The conventional wisdom that data is the most important asset to build an AI is not entirely true. The key input is having a way to check how well a candidate program works. Data (sometimes, if you are careful, to a partial degree) can, if properly used, help you do that, but it's not trivial, and it's not necessary; witness the success of self-play architectures like AlphaZero.
In other words: if you can evaluate it with an AI, you should have an AI do it.

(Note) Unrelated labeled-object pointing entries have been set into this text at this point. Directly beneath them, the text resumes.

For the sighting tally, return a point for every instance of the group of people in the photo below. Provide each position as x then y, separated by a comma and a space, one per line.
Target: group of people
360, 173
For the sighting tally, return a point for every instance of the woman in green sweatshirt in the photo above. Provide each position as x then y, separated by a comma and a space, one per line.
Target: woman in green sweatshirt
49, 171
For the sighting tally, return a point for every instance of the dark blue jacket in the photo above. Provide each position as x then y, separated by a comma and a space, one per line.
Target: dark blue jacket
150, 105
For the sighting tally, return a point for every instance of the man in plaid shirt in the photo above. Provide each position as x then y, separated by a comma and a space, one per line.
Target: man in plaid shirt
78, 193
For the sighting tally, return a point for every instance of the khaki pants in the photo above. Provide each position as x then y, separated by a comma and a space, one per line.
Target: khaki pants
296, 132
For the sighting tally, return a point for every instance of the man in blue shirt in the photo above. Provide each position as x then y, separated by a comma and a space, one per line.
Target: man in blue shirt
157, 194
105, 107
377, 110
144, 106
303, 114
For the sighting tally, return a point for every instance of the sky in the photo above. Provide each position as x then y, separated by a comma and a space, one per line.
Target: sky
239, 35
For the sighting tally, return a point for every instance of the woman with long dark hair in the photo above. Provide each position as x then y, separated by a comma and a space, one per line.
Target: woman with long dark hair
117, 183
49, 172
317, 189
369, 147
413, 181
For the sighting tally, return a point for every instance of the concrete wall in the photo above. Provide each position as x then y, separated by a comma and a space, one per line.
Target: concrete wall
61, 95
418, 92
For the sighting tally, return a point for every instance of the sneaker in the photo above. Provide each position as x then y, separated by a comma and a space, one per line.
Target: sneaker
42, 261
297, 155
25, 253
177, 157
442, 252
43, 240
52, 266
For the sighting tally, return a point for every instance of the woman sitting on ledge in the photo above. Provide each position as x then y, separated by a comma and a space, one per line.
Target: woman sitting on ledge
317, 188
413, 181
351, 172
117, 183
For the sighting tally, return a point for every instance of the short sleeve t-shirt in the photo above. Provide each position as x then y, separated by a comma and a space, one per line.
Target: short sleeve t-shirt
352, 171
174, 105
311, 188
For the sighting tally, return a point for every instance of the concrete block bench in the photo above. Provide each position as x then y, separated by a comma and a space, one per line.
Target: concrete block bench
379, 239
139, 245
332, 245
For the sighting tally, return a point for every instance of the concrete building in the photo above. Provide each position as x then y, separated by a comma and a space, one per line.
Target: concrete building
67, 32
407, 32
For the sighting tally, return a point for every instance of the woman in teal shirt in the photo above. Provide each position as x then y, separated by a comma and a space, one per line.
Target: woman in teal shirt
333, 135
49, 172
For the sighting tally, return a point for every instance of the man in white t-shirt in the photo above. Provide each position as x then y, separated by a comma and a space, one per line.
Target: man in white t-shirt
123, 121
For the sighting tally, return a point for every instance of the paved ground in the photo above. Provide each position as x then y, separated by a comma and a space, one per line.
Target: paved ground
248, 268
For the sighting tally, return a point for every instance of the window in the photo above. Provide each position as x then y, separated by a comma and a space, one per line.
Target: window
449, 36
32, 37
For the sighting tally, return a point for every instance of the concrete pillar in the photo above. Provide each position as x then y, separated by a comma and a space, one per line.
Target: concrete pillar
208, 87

Clearly Xsolla doesn't know how to automate away their developers. That's alright -- nobody does. But pretending that you can will drive you to measure and evaluate things that neither explain nor are always correlated with performance, like counting keypresses and interactions with project management software. We know what happens then — we have known since we began building organizations complex enough to depend on reporting. People optimize whatever they are evaluated on, so if you focus on something that's not correlated with performance, you end up with better KPIs and worse organizations.
AI doesn't change that logic. Kafka at computer speed just makes the collapse faster and harder to fight, because AI gives arbitrary rules a false sheen of objectivity.
But AI also amplifies institutional culture in the other direction: hire good people and give them AIs that work for and with them, and they'll beat your competitors - and your expectations of what they can do.